Bisogna tornare un po’ indietro e aggiungere due cose sugli sbrocchi, ecc. Intanto stiamo parlando dei castagni selvatici. Non di quelli che producono marroni e varie tipologie di castagne “buone”, anche se pure i selvatici producono le loro brave castagne che, in mancanza di meglio, non sono da disprezzare; e non ci stancheremo di ripetere che le castagne selvatiche non sono i frutti dell’ippocastano detti marroni d’India o castagne matte. Allora: tagliato un castagno selvatico adulto, dal suo ceppo rispunteranno decine di virgulti (sbrocchi); se gli sbrocchi si lasciavano crescere si potevano utilizzare per fare le strisce a uso fondi dei crini o dei cestelli; se si lasciavano crescere fino a dieci-dodici anni se ne facevano pali per le viti; ancora più vecchi, pali capofilare per le vigne; decisamente adulti servivano a far castagne per pecore e maiali (o per i poveri dei paesi, i pigionali, che potevano liberamente accedere ai boschi a raccogliere quel che non serviva al proprietario). Con i castagni adulti si facevano anche gli “stili” dei pagliai, cioè un tronco lungo e diritto piantato nel terreno intorno a cui fare il pagliaio della paglia del grano o del fieno per l’inverno. 

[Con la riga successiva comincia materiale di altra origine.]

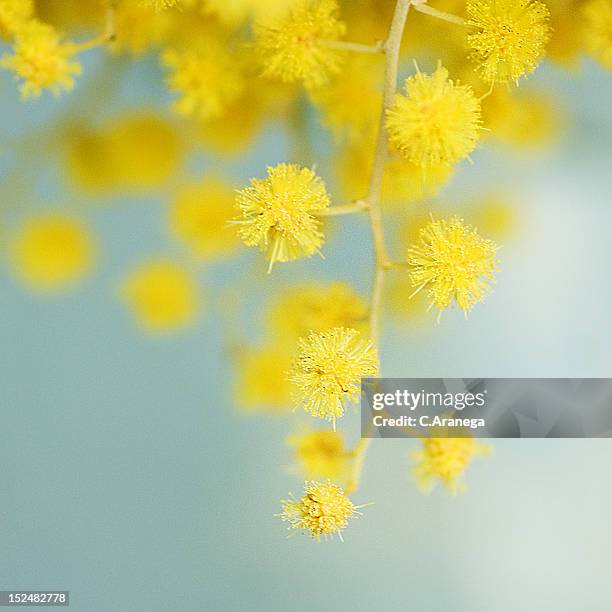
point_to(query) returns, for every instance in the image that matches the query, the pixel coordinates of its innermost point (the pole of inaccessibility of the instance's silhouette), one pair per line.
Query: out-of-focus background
(136, 475)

Oggi tutto questo non si fa e i boschi di castagno, vuoi per numerose malattie da cui sono aggrediti vuoi a volte per l’incuria e gli incendi, vanno in degrado. I boschi andati in degrado sarebbe buona cosa abbatterli in modo tale che dai ceppi ricrescano giovani castagni i quali, è notorio, sarebbero più resistenti alle malattie, più belli rispetto a quel che si vede ora, più avidi di CO2 e miglior produttori di ossigeno. E si creerebbe lavoro buono.

Chi oggi fa i cesti? Io ho conosciuto e frequentato uno che  di nome si chiama Giotto, giovane maestro elementare la cui famiglia contadina viveva in un podere sulle colline intorno alla città. Giotto vantava fra l’altro un parente anziano che ancora negli anni Settanta cantava in ottava rima e che anch’io ricordo di aver ascoltato nelle veglie d’inverno a casa sua. Questo maestro cominciò a far cesti imparando dal padre e dagli altri uomini di casa, adibendo a laboratorio un angolo della stalla. Finì con l’aprire un negozio in città e fare e vendere cesti e insegnare agli altri a farli.

Un altro, mio amico e coetaneo, operaio ma figlio di contadini e mezzo contadino anche lui perché continua a lavorare la terra del padre, andato in pensione mise insieme quello che aveva imparato dal genitore e quello che apprese andando a lezione da Giotto, e si mise a far cesti per “divertimento”. Ha smesso quando si era divertito abbastanza e dei cesti ne aveva costruiti un numero tale da non sapere più che farsene.